For Zahra - at first – death meant the infliction of pain, loneliness - both immeasurable, and newly perverted perspective. He left her soul frigid, cold and aggrieved, brimming with cruel worldly burden. As the years cycled by, however, death and his ultimate effect had become more a cause for curiosity, rather, yearning, for a life without light was quickly too much for her youthful heart to bear. She began to realise the error in her judgement – that death in fact, was her friend.
Why would anyone return to this?
Disgruntled, and hardly moved by his plight, Zahra held a long, steady silence; albeit bristled and still detached in appearance. This, his re-emergence?
Revival?
Return... defied logic.
It challenged the very meaning of life.
What hope was there if death wasn’t eternal?

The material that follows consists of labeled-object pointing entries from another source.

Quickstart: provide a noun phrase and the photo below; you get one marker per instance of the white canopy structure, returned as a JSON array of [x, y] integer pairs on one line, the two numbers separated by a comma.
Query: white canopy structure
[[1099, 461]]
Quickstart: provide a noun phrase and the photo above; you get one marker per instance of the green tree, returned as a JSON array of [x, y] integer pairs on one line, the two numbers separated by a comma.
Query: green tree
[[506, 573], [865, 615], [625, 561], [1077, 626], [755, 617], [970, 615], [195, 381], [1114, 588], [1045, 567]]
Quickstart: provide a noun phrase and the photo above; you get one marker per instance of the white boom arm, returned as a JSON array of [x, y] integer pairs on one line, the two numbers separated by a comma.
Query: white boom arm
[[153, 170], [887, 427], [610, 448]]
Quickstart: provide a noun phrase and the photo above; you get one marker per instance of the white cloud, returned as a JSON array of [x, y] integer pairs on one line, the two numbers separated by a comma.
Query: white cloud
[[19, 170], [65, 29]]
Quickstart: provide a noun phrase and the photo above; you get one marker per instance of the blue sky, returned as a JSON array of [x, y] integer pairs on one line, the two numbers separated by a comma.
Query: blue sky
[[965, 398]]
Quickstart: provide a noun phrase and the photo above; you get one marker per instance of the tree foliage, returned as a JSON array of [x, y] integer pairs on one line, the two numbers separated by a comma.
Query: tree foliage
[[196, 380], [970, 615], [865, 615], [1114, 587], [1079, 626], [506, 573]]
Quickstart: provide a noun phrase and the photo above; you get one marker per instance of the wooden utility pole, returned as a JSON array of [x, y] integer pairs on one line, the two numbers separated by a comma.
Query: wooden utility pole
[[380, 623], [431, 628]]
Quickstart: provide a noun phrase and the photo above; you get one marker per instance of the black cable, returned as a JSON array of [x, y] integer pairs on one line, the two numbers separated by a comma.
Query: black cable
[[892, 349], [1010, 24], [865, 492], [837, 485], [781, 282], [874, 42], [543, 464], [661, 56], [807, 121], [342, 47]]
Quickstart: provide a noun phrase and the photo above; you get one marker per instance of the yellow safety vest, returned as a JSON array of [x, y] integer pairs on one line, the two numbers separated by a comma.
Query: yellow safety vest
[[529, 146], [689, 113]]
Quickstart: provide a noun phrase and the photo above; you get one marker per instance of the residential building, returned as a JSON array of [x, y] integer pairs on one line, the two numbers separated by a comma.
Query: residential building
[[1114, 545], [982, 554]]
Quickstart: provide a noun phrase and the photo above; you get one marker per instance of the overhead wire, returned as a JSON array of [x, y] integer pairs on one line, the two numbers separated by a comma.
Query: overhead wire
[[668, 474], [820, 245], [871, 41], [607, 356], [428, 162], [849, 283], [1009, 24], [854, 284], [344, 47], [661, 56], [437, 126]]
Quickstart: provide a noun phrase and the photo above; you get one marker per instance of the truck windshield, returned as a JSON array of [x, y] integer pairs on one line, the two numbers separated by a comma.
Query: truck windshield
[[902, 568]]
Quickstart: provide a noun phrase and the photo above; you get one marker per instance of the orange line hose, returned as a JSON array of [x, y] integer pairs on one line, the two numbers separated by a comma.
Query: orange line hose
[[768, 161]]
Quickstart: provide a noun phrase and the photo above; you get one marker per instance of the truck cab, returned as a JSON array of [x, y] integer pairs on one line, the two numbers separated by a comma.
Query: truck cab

Stuck in the morbid swirl of meditation one thought led to another and, ignoring his own question, she muttered rhetorically, "and what of my mother? Is she here too?" With a hollow expression she glanced about in exaggerated gesture; Zahra didn’t care, wouldn’t force it, couldn’t even remember the face. "…You shouldn’t have bothered," she sighed dismissively, emptily, stepping then away to leave.